Death By Unga Bunga kommen aus dem norwegischen Städtchen Moss und haben in letzter Zeit offenbar viel Sheer Mag gehört. Jedenfalls kommt ihre aktuelle EP daher wie eine perfekte Verschmelzung des hymnischen Southern Punk besagter Band mit dem ultrastraighten Rock’n’Roll von Diarrhea Planet.
Nach zwei vielversprechenden EPs ist jetzt das Debütalbum der bluesigen, Southern-beeinflussten Garagerocker Cheena aus New York auf Sacred Bones erschienen. Wie zu erwarten war, eine spaßige Angelegenheit. Etwa so wie eine Mischung aus Feedtime, Gun Club und Mudhoney. Rockt ganz vorzüglich.
The Writhing Squares sind ein Duo aus Philadelphia, bestehend aus Musikern, deren andere Bands dem einen oder anderen schon ein Begriff sein dürften. Kevin Nickles spielt z.B. bei Taiwan Housing Project und Ecstatic Vision mit, Daniel Provenzano hat unter andererm bei Purling Hiss seine Finger drin. Ihr gemeinsames Debütalbum überzeugt mit sieben Fuzz-lastigen Psychedelic-Jams.

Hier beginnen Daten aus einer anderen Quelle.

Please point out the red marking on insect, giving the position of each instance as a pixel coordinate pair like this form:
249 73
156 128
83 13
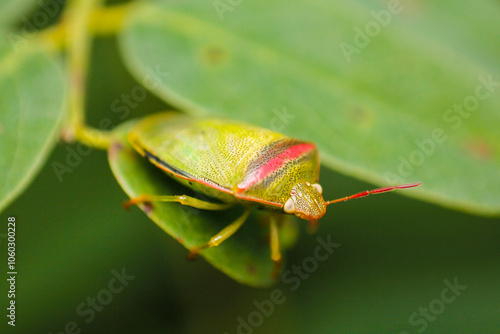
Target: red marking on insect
374 191
275 163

Das neue Album der Garagerocker aus Adelaide ist die logische Fortsetzung der Entwicklung, die sich mit der letzten Platte schon andeutete. Geradezu sediert im Vergleich zu ihren früheren Werken. Über weite Strecken dominiert hier ein Gefühl der Resignation, wie der Kater nach der Sause, die unbequeme Landung nach dem Höhenflug. Psychedelische Jams, folkiges Geschrammel mit sinisterem Unterton und ein paar verhalten optimistische Lichtblicke in der Form von auf Sparflamme köchelnden Rockern.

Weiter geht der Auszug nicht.